Cellulant CEO Ken Njoroge. /EZEKIEL AMINGA
Cellulant CEO Ken Njoroge. /EZEKIEL AMINGA

Cellulant has announced a partnership with Stanbic Bank that will see artists in their portfolio access bank loans from their Skiza ringtone royalties.

Under the agreement, artists will be able to access direct capital for their different music project initiatives including recording, video production, event sponsorships, album production, marketing and advertising.

The loan facility will also enable artists to purchase homes, land, construct, purchase cars as well as personal borrowing exclusively from Stanbic Bank.

The royalties earned will guarantee the loans through a monthly check off repayment plan.

"This agreement with Stanbic is our way of showing our musicians that we are still invested in their success and that we understand the fundamentals of growing the music business in Kenya," Cellulant CEO Ken Njoroge said.

More than 5,000 artists are currently signed on Cellulant's ringtone platform since it launched its Lipuka service in 2014, run under Safaricom's Skiza umbrella.


Lipuka allows subscribers to download their favourite ringtones whilst empowering artists to earn royalties, paid to them by Cellulant.

Currently, more than 11 digital content service providers work with Safaricom to both manage and collect revenues on their behalf.

Skiza is East Africa's largest digital content platform with average revenues month to month estimated at Sh500 million.
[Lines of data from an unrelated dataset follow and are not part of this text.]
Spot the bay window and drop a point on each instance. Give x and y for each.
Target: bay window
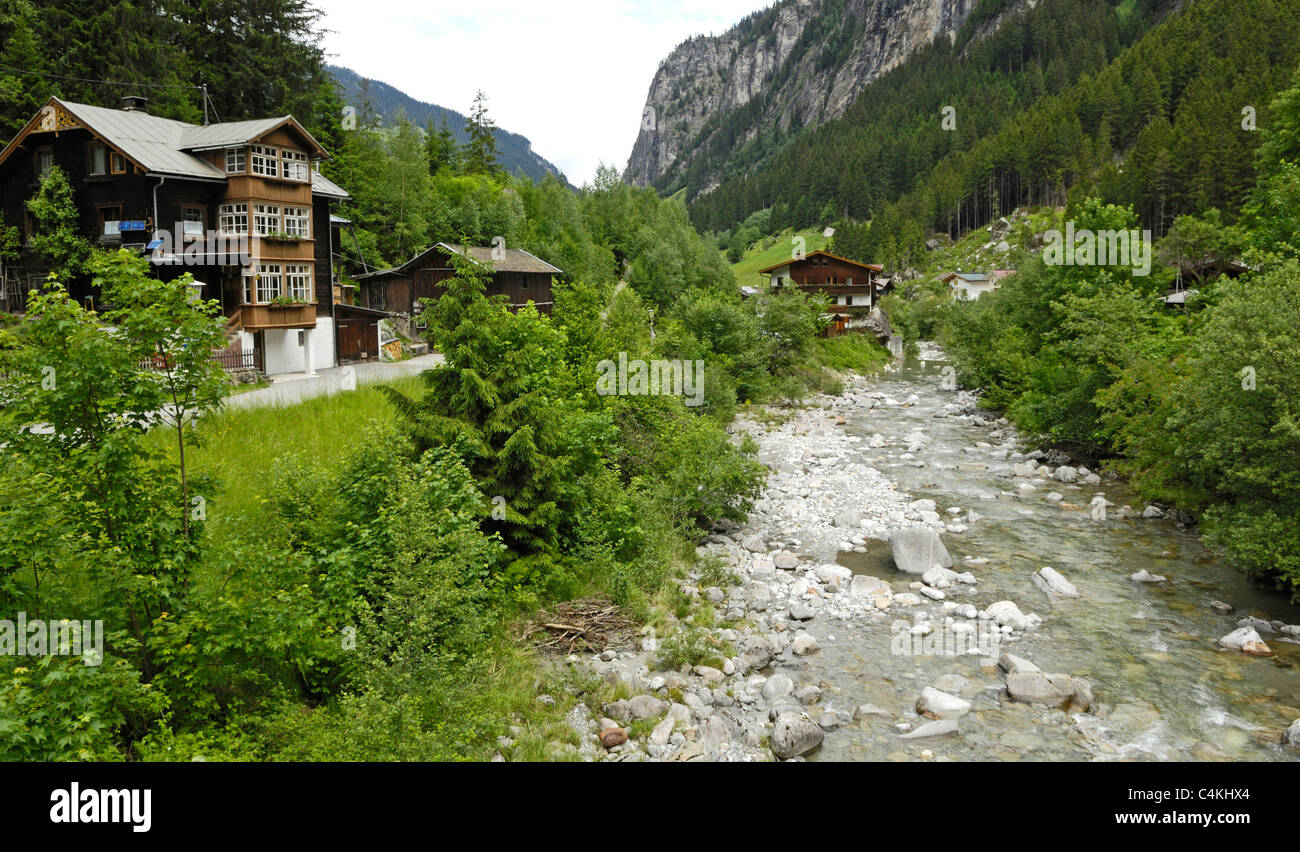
(233, 219)
(268, 281)
(263, 160)
(265, 219)
(298, 281)
(298, 221)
"Although Cellulant has grown and diversified to become a leading Pan African Technology company, we pioneered digital content services in Africa over two decades ago selling ringtone downloads through partnerships with fledgeling musicians and mobile operators.

Stanbic Bank Head of personal banking Silpah Owich on her part termed music a multi-million industry that has been neglected for a long time with no financial solutions tailored for musicians.

"We acknowledge that the royalties are a source of income and are now providing products based on this that will go a long way in enabling artists to accelerate their music careers," Owich said.